The first successful transfers of an embryo from one woman directly to another has been achieved by doctors in California.
According to their report in the British medical journal Lancet, they have achieved two pregnancies by the technique. One of the babies is due in four months, the other in seven months.
A different technique used by Australian doctors last March resulted in a pregnancy that lasted eight weeks, then spontaneously aborted.
"To our knowledge, this is the first report of established pregnancies after deliberate in vivo live fertilization of donor women, non-surgical recovery of fertilized ova eggs and transfer of those . . . ova to infertile women," the California doctors reported. John E. Buster of the Harbor-UCLA Medical Center in Torrance leads the team.
The technique of taking an egg from one female and transplanting it in another has been studied for years. It has become a relatively widespread method used on farm animals.
The technique may become very important to the estimated 2 million women in this country who have eggs but cannot become pregnant. When the new technique becomes more common, it will be possible for women to donate eggs, just as men now donate sperm to sperm banks for artificial insemination, which now results in 40,000 births annually in the United States.
Ethicists and lawyers have raised questions about the practice, however, because it is unclear legally who is the owner of the transplanted embryo and who is the biological mother of the child.
In the technique used at Harbor-UCLA, a woman is fertilized by artificial insemination while the egg is in her body. Five days after it begins to grow and divide, it is flushed out of the womb with a salty solution. The egg, which is now an embryo because it has been fertilized and begun dividing, is then implanted in another woman's womb.
Unlike most other parts of the body, the womb does not reject foreign tissue; it takes the transplanted embryo to be its own. The embryo implants itself and continues to grow.

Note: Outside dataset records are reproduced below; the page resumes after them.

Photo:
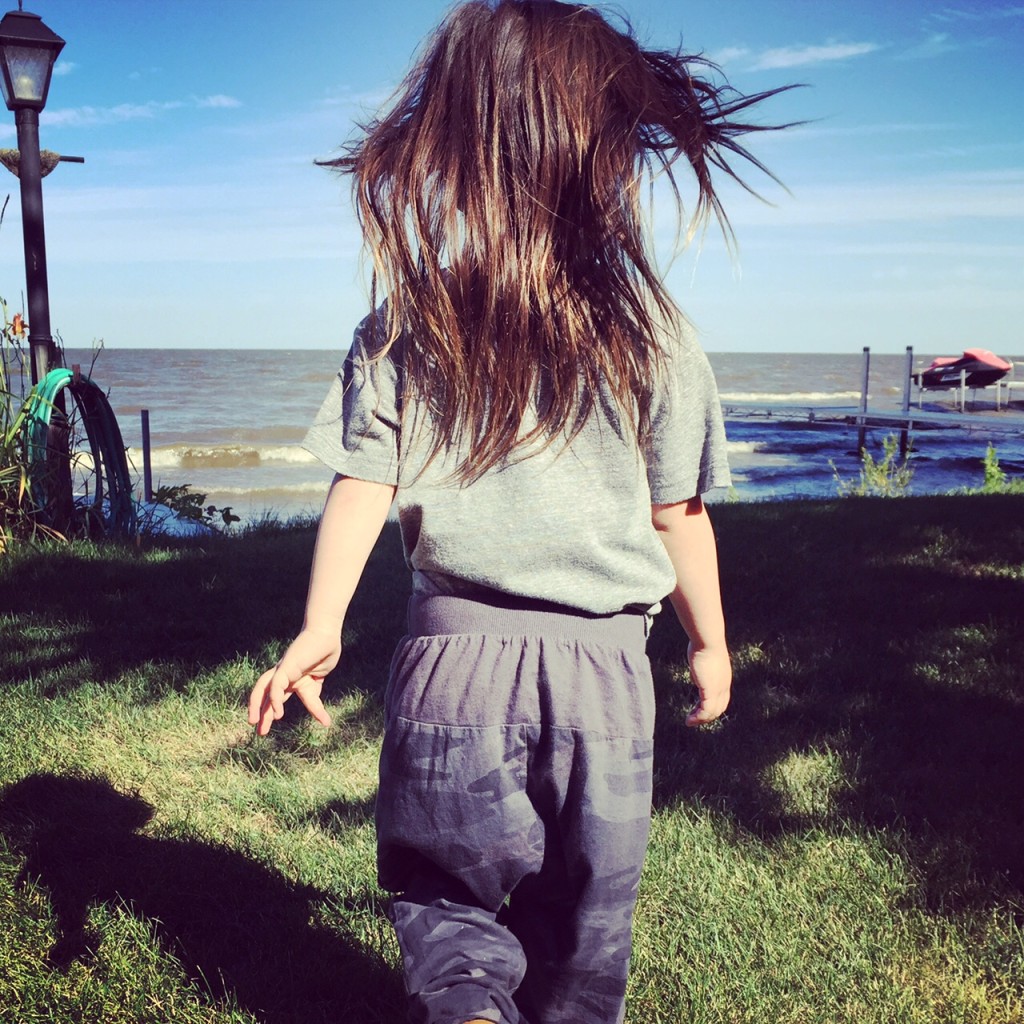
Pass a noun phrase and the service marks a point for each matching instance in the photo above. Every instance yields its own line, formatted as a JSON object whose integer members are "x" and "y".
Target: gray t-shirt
{"x": 569, "y": 523}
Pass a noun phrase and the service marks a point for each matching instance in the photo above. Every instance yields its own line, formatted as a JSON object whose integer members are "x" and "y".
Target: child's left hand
{"x": 309, "y": 657}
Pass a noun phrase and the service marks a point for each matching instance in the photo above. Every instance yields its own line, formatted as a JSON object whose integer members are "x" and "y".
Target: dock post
{"x": 861, "y": 420}
{"x": 904, "y": 434}
{"x": 146, "y": 460}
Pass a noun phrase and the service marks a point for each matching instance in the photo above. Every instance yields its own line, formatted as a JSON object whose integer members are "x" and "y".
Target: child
{"x": 541, "y": 410}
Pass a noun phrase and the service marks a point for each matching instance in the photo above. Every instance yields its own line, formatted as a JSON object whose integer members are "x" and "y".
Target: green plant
{"x": 18, "y": 518}
{"x": 186, "y": 504}
{"x": 888, "y": 477}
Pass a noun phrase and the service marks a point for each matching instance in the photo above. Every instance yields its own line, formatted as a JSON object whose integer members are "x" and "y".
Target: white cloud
{"x": 937, "y": 44}
{"x": 799, "y": 56}
{"x": 218, "y": 101}
{"x": 728, "y": 55}
{"x": 985, "y": 13}
{"x": 80, "y": 117}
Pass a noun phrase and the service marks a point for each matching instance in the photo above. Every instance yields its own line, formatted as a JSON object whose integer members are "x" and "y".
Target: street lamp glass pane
{"x": 29, "y": 68}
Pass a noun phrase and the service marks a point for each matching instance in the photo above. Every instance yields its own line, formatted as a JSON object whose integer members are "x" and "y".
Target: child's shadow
{"x": 240, "y": 930}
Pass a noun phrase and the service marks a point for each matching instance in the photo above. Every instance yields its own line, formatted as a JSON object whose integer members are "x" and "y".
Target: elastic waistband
{"x": 443, "y": 614}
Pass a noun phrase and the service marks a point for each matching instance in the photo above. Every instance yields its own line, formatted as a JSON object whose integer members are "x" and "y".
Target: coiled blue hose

In the technique used in Australia, the egg was fertilized "in vitro"--in a glass dish. After growing in a nutrient solution for several days, the egg was implanted in another woman.
In the Lancet article, the doctors said preliminary evidence indicated that the success rate of the UCLA embryo transfer "may be higher" than the 20 to 25 percent reported with "in vitro" fertilization because no surgical procedure is required to collect the egg. It is flushed from the womb. In "test-tube" fertilization and in the Australian method, the egg is surgically removed. About 125 test-tube babies have been born since 1978.
The names of the two women who are pregnant as a result of the UCLA implant method were not given in the Lancet article. However, it did say that the women's husbands had provided the sperm.
The California doctors said they had done 14 such inseminations, five of which resulted in conceptions and transplants. Three recipients did not become pregnant.
The doctors said the five who had transplants had undergone unsuccessful surgery for blocked Fallopian tubes.